Chartered Institute of Administration
- Formation: 1987
- Type: Professional association
- Headquarters: Lagos
- Region served: Nigeria
- Members: ACIA, MCIA, FCIA
- Official language: English
- President: Adm. (Dr.) Festus Oshoba
- Immediate Past President: Adm. Samson Olopade
- Past President: Adm. (Prof.) G. U. K. Chima
- Past President: Adm. (Dr.) Goddy Idaminabo
- Website: www.cia.org.ng
- Remarks: 08091505837

= Chartered Institute of Administration =

Nigerian professional body

The Chartered Institute of Administration (CIA) is a Nigerian professional body established in 1987 that regulates training and practice of Administration in the public and private sectors.
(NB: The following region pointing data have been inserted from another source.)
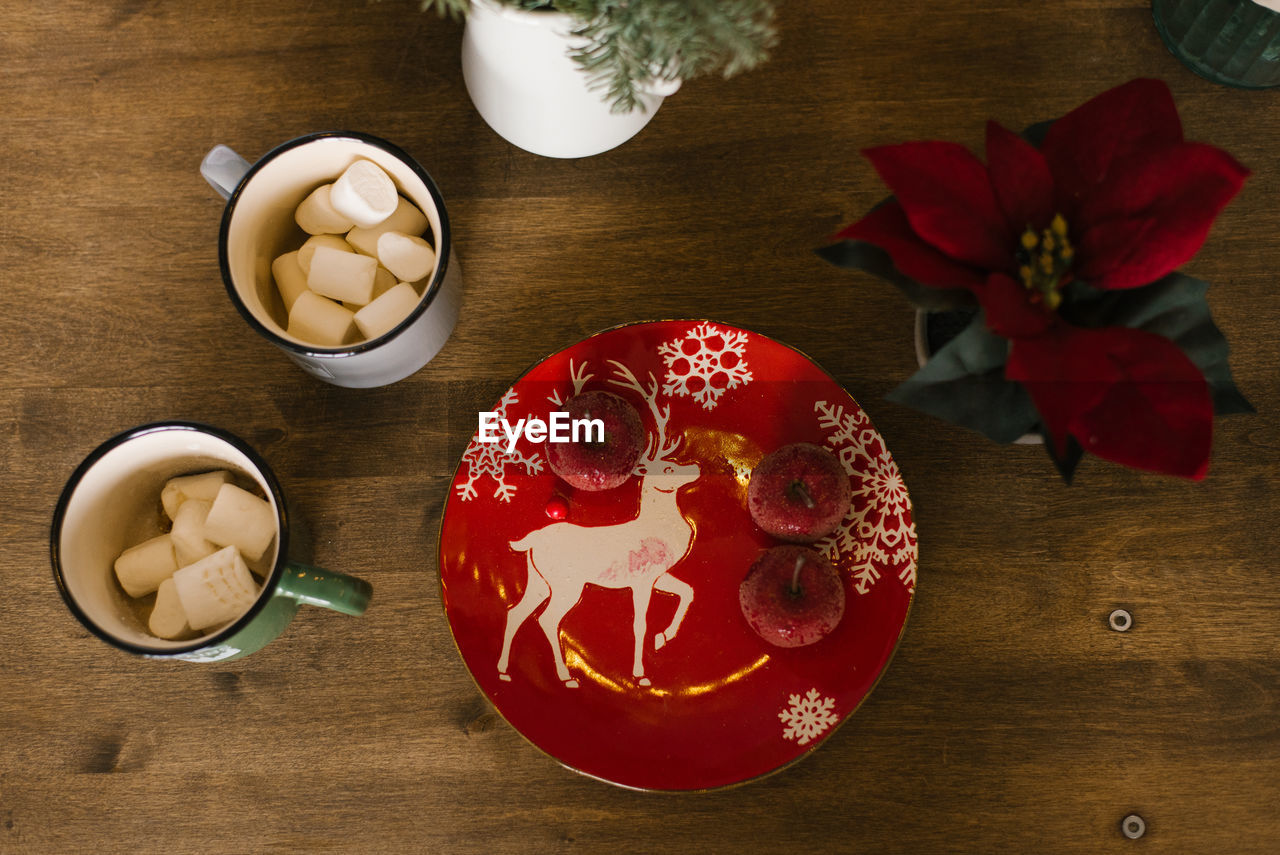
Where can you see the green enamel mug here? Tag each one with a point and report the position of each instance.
(112, 502)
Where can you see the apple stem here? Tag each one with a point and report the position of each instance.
(795, 576)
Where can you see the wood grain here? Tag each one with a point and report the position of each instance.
(1011, 719)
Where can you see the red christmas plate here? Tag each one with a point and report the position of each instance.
(606, 626)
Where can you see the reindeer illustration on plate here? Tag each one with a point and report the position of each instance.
(638, 554)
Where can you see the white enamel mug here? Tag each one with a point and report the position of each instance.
(257, 227)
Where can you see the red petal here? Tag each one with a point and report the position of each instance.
(1125, 394)
(1155, 213)
(1009, 310)
(1082, 146)
(1020, 179)
(887, 228)
(947, 197)
(1060, 382)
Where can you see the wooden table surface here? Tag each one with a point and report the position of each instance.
(1013, 719)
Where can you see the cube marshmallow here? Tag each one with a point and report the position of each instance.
(141, 568)
(407, 256)
(191, 487)
(289, 278)
(406, 218)
(215, 589)
(242, 520)
(168, 618)
(309, 248)
(382, 315)
(190, 543)
(342, 275)
(318, 320)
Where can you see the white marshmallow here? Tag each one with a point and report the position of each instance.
(168, 617)
(316, 214)
(190, 543)
(191, 487)
(215, 589)
(318, 320)
(364, 193)
(387, 311)
(383, 282)
(342, 275)
(406, 218)
(309, 248)
(242, 520)
(141, 568)
(407, 256)
(289, 278)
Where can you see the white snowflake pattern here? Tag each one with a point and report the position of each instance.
(705, 364)
(807, 718)
(577, 376)
(878, 530)
(493, 460)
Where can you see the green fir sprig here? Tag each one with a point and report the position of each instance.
(626, 42)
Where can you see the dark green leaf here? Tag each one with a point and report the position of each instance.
(1066, 463)
(965, 383)
(859, 255)
(1034, 135)
(1174, 307)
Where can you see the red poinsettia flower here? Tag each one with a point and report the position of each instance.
(1114, 197)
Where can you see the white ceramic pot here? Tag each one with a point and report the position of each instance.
(526, 86)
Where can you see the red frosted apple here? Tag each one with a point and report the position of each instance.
(791, 597)
(799, 493)
(599, 465)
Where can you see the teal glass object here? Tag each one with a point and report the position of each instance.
(1234, 42)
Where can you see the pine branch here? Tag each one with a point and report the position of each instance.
(627, 42)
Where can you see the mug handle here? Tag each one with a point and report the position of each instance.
(327, 589)
(223, 169)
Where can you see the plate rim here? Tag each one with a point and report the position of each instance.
(721, 787)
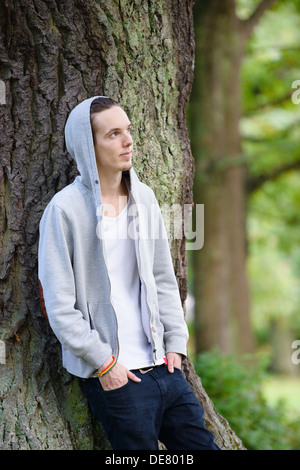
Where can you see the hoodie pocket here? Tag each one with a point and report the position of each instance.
(103, 320)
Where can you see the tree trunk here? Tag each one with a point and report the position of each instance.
(221, 288)
(53, 55)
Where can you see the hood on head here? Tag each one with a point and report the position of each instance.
(80, 145)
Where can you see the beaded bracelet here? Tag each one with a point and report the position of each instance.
(108, 368)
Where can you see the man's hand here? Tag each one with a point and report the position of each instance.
(174, 360)
(117, 377)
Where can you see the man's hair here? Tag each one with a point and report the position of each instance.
(100, 104)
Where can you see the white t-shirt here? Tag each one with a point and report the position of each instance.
(135, 351)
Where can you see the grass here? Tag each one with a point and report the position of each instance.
(285, 389)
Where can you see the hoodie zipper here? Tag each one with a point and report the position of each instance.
(146, 292)
(105, 261)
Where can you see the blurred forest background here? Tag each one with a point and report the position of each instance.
(244, 305)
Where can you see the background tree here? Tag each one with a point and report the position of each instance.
(222, 300)
(53, 55)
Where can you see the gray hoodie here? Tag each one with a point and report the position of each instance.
(74, 280)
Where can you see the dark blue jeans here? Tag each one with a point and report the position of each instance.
(160, 407)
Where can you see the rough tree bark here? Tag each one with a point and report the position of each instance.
(53, 55)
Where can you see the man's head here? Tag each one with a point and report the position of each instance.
(112, 135)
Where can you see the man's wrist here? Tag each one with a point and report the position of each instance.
(107, 366)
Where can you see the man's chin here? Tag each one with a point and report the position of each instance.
(127, 166)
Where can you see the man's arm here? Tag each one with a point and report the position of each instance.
(57, 280)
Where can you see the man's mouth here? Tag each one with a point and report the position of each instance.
(126, 155)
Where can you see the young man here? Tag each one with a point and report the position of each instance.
(110, 291)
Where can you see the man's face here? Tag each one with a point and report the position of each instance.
(112, 140)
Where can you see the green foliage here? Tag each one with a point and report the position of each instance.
(235, 387)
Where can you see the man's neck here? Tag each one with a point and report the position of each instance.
(114, 193)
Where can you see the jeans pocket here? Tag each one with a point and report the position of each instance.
(114, 390)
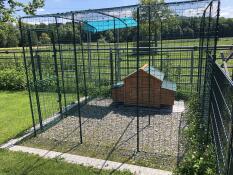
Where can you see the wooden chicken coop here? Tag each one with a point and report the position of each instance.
(153, 90)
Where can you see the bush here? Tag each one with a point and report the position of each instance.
(11, 79)
(199, 157)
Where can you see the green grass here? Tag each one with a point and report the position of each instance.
(15, 163)
(15, 116)
(15, 113)
(161, 161)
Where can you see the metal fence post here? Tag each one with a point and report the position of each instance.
(230, 149)
(56, 72)
(77, 81)
(137, 87)
(111, 67)
(191, 73)
(27, 77)
(35, 81)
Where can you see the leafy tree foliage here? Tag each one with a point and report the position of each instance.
(44, 38)
(9, 7)
(9, 35)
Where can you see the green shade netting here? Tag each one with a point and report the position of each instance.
(104, 25)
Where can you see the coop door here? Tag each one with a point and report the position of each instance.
(45, 74)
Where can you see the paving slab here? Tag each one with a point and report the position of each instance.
(87, 161)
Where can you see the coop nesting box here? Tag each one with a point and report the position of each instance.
(153, 90)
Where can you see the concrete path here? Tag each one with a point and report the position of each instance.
(86, 161)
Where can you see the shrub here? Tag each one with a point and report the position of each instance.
(199, 156)
(12, 79)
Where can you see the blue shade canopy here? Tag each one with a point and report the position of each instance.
(104, 25)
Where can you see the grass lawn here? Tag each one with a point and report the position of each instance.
(14, 163)
(15, 116)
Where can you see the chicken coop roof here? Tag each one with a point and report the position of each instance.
(169, 85)
(104, 25)
(153, 71)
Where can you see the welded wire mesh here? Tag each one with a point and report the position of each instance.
(81, 57)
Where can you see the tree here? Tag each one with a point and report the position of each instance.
(9, 35)
(44, 39)
(154, 18)
(9, 7)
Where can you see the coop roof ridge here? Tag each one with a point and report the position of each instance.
(153, 72)
(169, 85)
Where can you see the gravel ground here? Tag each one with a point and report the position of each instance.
(114, 126)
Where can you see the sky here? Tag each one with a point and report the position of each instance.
(56, 6)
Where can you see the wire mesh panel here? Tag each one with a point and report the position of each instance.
(124, 71)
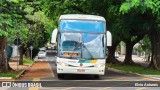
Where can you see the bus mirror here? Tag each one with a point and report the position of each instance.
(109, 38)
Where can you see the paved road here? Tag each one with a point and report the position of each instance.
(112, 79)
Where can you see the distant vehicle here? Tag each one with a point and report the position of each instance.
(42, 54)
(81, 45)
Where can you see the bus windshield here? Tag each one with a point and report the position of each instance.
(82, 45)
(82, 26)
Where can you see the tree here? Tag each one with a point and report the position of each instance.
(150, 9)
(7, 10)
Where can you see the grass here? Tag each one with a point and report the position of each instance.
(135, 69)
(28, 61)
(8, 75)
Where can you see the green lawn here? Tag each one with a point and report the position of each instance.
(28, 61)
(7, 75)
(135, 69)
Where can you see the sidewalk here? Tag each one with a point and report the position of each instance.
(38, 70)
(136, 59)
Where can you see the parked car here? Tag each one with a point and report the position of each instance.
(41, 54)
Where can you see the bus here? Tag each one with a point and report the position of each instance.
(81, 45)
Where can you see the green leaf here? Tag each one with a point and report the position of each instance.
(15, 1)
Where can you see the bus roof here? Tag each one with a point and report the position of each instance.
(82, 17)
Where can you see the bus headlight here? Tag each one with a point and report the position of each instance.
(99, 65)
(62, 63)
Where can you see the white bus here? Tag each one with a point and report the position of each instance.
(82, 41)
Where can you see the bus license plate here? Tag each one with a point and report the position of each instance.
(80, 70)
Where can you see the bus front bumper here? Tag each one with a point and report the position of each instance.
(80, 70)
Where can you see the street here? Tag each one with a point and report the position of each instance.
(44, 71)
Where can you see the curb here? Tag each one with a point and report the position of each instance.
(142, 75)
(18, 76)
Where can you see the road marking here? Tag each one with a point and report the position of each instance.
(34, 88)
(51, 70)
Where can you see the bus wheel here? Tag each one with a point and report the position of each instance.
(60, 76)
(96, 76)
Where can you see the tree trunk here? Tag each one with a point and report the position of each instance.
(111, 54)
(27, 53)
(156, 56)
(21, 54)
(3, 59)
(129, 48)
(128, 56)
(155, 59)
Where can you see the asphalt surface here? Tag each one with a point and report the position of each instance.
(112, 80)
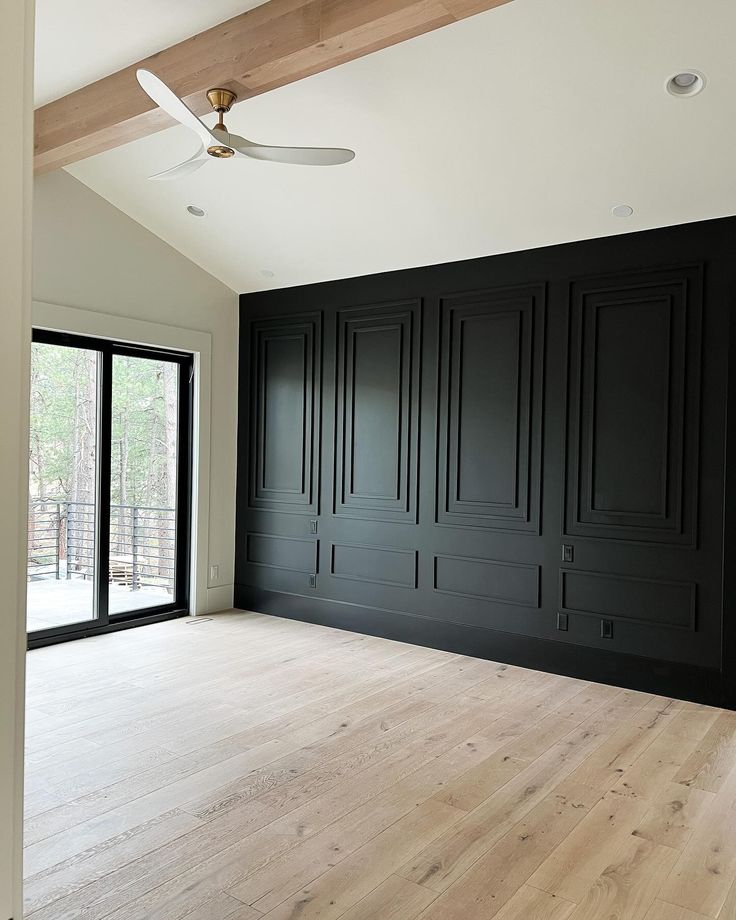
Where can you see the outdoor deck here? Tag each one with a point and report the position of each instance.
(59, 602)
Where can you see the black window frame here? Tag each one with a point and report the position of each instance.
(179, 606)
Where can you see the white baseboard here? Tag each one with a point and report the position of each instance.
(219, 598)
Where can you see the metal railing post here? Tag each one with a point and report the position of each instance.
(134, 579)
(58, 537)
(69, 540)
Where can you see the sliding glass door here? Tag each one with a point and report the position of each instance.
(109, 510)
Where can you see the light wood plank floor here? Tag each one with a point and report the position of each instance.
(243, 767)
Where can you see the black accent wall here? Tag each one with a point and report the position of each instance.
(521, 457)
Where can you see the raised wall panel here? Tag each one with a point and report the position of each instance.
(642, 600)
(377, 412)
(285, 409)
(489, 459)
(298, 554)
(487, 579)
(382, 565)
(634, 395)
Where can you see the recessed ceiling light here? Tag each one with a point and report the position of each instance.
(685, 83)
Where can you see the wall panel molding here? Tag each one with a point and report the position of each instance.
(285, 379)
(490, 414)
(487, 579)
(377, 412)
(634, 400)
(382, 565)
(653, 601)
(478, 423)
(297, 554)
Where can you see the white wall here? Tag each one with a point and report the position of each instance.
(92, 257)
(16, 79)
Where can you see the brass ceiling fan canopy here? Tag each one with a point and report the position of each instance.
(218, 142)
(221, 100)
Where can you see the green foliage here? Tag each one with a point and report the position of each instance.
(144, 410)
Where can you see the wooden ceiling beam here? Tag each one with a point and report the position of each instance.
(276, 43)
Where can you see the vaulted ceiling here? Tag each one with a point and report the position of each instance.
(519, 127)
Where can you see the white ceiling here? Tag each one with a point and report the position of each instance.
(517, 128)
(79, 41)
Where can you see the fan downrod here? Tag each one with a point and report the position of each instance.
(221, 101)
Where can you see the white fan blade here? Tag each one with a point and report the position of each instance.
(303, 156)
(183, 169)
(172, 104)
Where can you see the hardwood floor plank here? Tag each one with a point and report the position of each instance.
(304, 772)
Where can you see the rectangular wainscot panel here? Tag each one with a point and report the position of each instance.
(487, 579)
(285, 410)
(634, 395)
(642, 600)
(381, 565)
(377, 412)
(489, 456)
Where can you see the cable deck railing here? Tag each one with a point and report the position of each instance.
(61, 543)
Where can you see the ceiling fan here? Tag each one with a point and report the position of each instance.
(218, 142)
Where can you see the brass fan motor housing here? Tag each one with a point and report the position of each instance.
(220, 151)
(221, 100)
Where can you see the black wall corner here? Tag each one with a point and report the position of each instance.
(451, 428)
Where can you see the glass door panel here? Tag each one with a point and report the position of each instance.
(109, 477)
(63, 460)
(143, 483)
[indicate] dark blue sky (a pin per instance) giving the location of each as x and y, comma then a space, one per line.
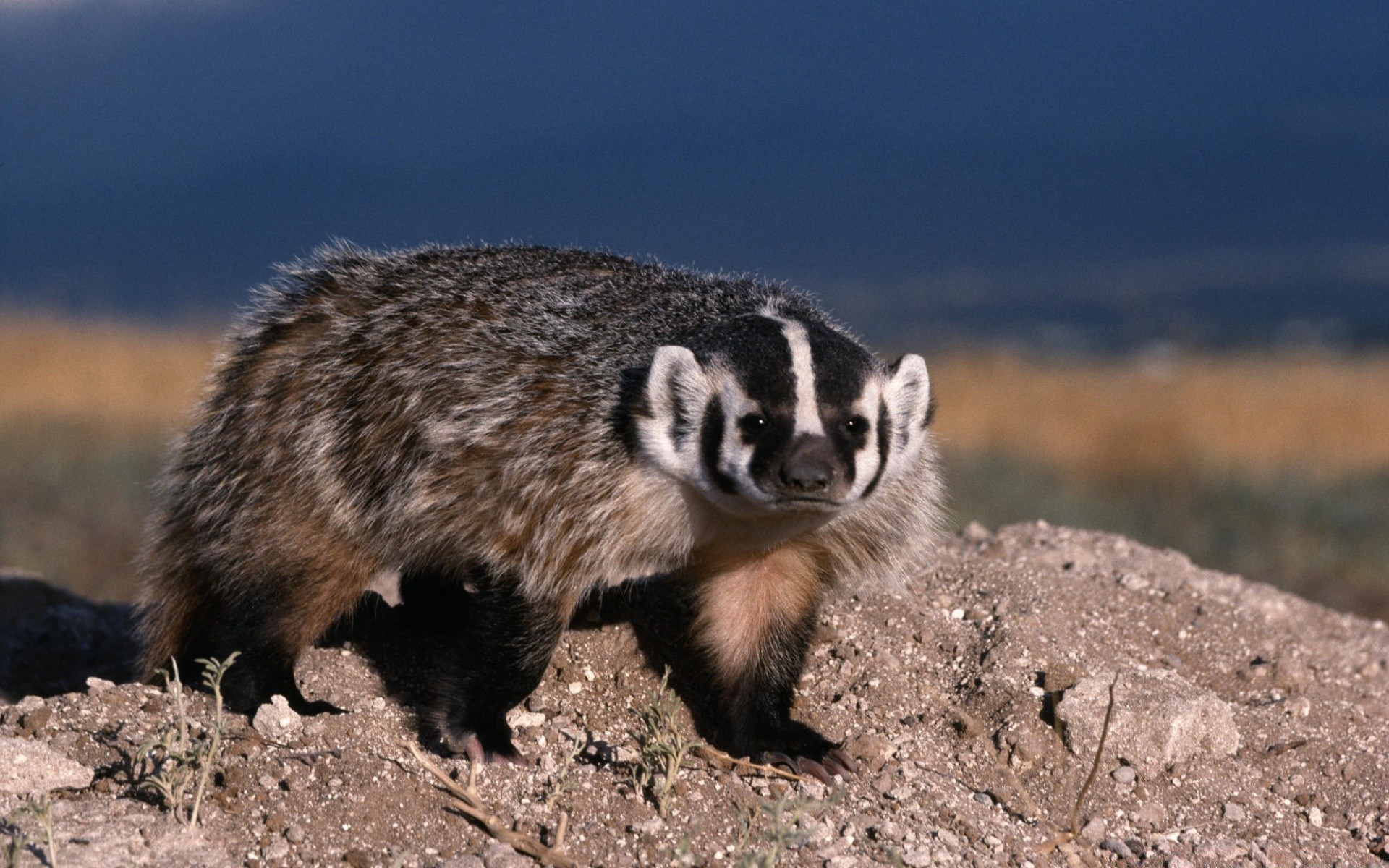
1120, 166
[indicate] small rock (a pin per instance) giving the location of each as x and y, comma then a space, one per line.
99, 685
33, 721
357, 859
1094, 831
649, 827
1159, 718
276, 720
276, 851
33, 767
917, 859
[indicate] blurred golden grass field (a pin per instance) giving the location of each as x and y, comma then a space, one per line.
87, 407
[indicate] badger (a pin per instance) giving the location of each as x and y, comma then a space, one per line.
527, 425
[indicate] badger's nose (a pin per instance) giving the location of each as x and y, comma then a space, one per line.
809, 467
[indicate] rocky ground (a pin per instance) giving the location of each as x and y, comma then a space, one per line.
1245, 727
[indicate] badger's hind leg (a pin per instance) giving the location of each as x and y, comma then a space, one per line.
267, 616
490, 647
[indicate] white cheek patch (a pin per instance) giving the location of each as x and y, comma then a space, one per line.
868, 457
735, 457
677, 391
909, 401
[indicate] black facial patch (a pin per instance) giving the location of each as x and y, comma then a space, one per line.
712, 445
884, 446
755, 349
842, 367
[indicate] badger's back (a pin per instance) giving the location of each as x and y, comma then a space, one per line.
448, 404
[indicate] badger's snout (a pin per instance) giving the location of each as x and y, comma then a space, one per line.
810, 469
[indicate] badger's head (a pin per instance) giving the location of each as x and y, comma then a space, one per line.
776, 414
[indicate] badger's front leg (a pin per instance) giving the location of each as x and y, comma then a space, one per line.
753, 623
493, 644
The CIA was chartered by Act No 103, No. 76 Vol. 79 of 31 December 1992.

In December 2012 the CIA invested its seventh president, Dr. Goddy Idaminabo (now the immediate past president), at the institute's 23rd induction ceremony, which was held in Lagos. Three fellows were inducted, nine full members and 122 associate members.

In May 2013, Idaminabo criticized the Central Bank of Nigeria for a "policy somersault" when they introduced polymer bank notes, then soon afterwards announced plans to withdraw them.

In June 2013, Idaminabo announced that the CIA was planning to act as host to the Pan African All Administrators conference. In an interview with The Guardian (Nigeria), he stressed the importance of properly trained and qualified administrators, asserting that this would even help reduce corruption.

Hajiya Zainab Maina, appointed Minister of Women Affairs and Social Development in July 2011, is a Fellow of the institute (FCIA).
King Emmanuel Adebowale Adebayo of Emure Ekiti, formerly the Nigerian Chief of Police, is another fellow.

Chief Richard Onwuka Egbule, appointed chairman of the National Salaries, Incomes and Wages Commission in August 2009, is a Fellow.
The poet Tochukwu Callistus Ipere is a distinguished graduate.